Two other causes of action in the original lawsuit were disallowed by presiding judge Siskiyou County Superior Court Justice Robert Davis before the case went to trial because government employees cannot be held liable for misrepresentation, Stearns said.
The lawsuit claimed that Sutton knew Shivy had “existing agreement and approvals” for the fencing and ticketing plan and that he acted “without actual, apparent, or ostensible authority as an agent of the City” when he told Shivy he would stop or shut down the festival.
According to Stearns, Shivy had economic relationships with third parties based on what she held to be agreements and approvals of the fencing and ticketing plans for the 2012 festival.

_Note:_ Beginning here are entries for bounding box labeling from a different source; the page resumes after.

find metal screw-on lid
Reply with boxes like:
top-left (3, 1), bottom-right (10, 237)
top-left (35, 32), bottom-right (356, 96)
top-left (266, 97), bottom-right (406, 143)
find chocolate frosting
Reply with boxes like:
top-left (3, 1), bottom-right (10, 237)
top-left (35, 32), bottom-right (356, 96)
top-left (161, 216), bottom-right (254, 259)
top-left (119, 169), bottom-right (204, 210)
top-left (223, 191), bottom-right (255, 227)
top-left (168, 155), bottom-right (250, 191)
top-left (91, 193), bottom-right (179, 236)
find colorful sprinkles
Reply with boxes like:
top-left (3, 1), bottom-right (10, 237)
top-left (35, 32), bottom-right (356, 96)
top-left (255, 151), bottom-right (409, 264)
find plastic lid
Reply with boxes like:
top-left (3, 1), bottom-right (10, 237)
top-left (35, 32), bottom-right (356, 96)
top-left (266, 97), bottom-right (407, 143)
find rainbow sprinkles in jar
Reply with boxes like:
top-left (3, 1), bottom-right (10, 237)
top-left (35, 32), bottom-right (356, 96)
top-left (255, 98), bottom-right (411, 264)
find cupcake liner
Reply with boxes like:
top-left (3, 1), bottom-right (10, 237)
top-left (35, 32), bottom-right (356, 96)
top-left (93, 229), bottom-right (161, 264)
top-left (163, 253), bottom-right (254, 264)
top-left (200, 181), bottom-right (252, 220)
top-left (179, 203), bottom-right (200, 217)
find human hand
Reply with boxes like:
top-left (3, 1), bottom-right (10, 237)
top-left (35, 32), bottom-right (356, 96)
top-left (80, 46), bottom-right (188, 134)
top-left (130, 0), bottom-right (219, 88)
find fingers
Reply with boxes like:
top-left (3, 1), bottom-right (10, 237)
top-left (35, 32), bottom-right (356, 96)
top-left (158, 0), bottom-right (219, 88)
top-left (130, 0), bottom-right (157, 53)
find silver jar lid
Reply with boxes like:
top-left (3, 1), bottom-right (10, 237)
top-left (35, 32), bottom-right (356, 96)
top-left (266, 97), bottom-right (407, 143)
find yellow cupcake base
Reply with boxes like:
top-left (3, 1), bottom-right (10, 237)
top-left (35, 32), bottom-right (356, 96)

When she acceded to what she thought was Sutton’s right to force a change in festival plans, the economic losses negatively impacted her ability to fulfill her agreements with those third parties.
Davis ruled that Sutton could not be tried for Intentional Interference with Prospective Economic Advantage, the cause of action in the lawsuit which addressed those allegations.
The judge also ruled that neither Weed City nor Chuck Sutton could be tried for Negligent Interference with Prospective Economic Advantage, the second cause of action pertaining to those specific allegations.
The elements of “Intentional Interference...,” according to the website justia.com, are as follows:
• An economic relationship existing between the plaintiff and a third party;
• A “potential future benefit” from the relationship;
• A defendant who knew of the relationship;
• An action by the defendant intended to disrupt the relationship;
• Wrongful conduct by the defendant, such as misrepresentation;
• Disruption of the relationship; and,
• Harm to the plaintiff caused by the defendant’s actions.
The elements of “Negligent Interference...,” according to justia.com, differ in that the defendant “knew or should have known” of the relationship and that it would be disrupted if reasonable care was not taken, and that the defendant “failed to act with reasonable care.”
A cause of action contending that Shivy’s civil rights had been violated was also thrown out before the trial began.